On 12/12/18 3:19 PM, Mike Lissner wrote:
This sounds *very* plausible. So I think there are a few takeaways:
1. Should the docs mention that additive changes with NOT NULL
constraints are bad?
It's not the NOT NULL it's the lack of a DEFAULT. In general a column
with a NOT NULL and no DEFAULT is going to to bite you sooner or later:)
At this point I have gathered enough of those bite marks to just make it
my policy to always provide a DEFAULT for a NOT NULL column.
2. Is there a way this could work without completely breaking
replication? For example, should Postgresql realize replication can't
work in this instance and then stop it until schemas are back in sync,
like it does with other incompatible schema changes? That'd be better
than failing in this way and is what I'd expect to happen.
Not sure as there is no requirement that a column has a specified
DEFAULT. This is unlike PK and FK constraint violations where the
relationship is spelled out. Trying to parse all the possible ways a
user could get into trouble would require something on the order of an
AI and I don't see that happening anytime soon.
3. Are there other edge cases like this that aren't well documented that
we can expect to creep up on us? If so, should we try to spell out
exactly *which* additive changes *are* OK?
Not that I know of. By their nature edge cases are rare and often are
dealt with in the moment and not pushed out to everybody.
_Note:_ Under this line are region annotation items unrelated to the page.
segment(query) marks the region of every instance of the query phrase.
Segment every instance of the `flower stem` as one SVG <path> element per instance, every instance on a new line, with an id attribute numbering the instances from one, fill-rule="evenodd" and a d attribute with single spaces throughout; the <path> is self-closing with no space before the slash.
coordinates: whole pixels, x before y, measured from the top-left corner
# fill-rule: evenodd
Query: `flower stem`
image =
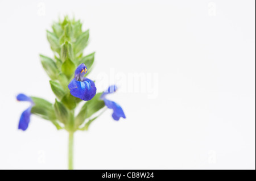
<path id="1" fill-rule="evenodd" d="M 68 169 L 73 170 L 73 148 L 74 132 L 70 132 L 68 137 Z"/>

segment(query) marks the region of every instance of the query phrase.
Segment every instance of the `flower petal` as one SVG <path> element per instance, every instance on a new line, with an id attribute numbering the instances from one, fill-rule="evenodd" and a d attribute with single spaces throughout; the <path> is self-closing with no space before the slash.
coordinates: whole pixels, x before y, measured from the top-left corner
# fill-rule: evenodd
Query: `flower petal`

The only
solution I know of is pretesting your schema change/replication setup on
a dev installation.
This feels like a major "gotcha" to me, and I'm trying to avoid those. I
feel like the docs are pretty lacking here and that others will find
themselves in similarly bad positions.
Logical replication in core(not the pglogical extension) appeared for
the first time in version 10. On the crawl/walk/run spectrum it is
moving from crawl to walk. The docs will take some time to be more
complete. Just for the record my previous post was sketching out a
possible scenario not an ironclad answer. If you think the answer is
plausible and a 'gotcha' I would file a bug:
https://www.postgresql.org/account/login/?next=/account/submitbug/
Better schema migration docs would surely help, too.
Mike
--
Adrian Klaver
adrian.klaver@xxxxxxxxxxx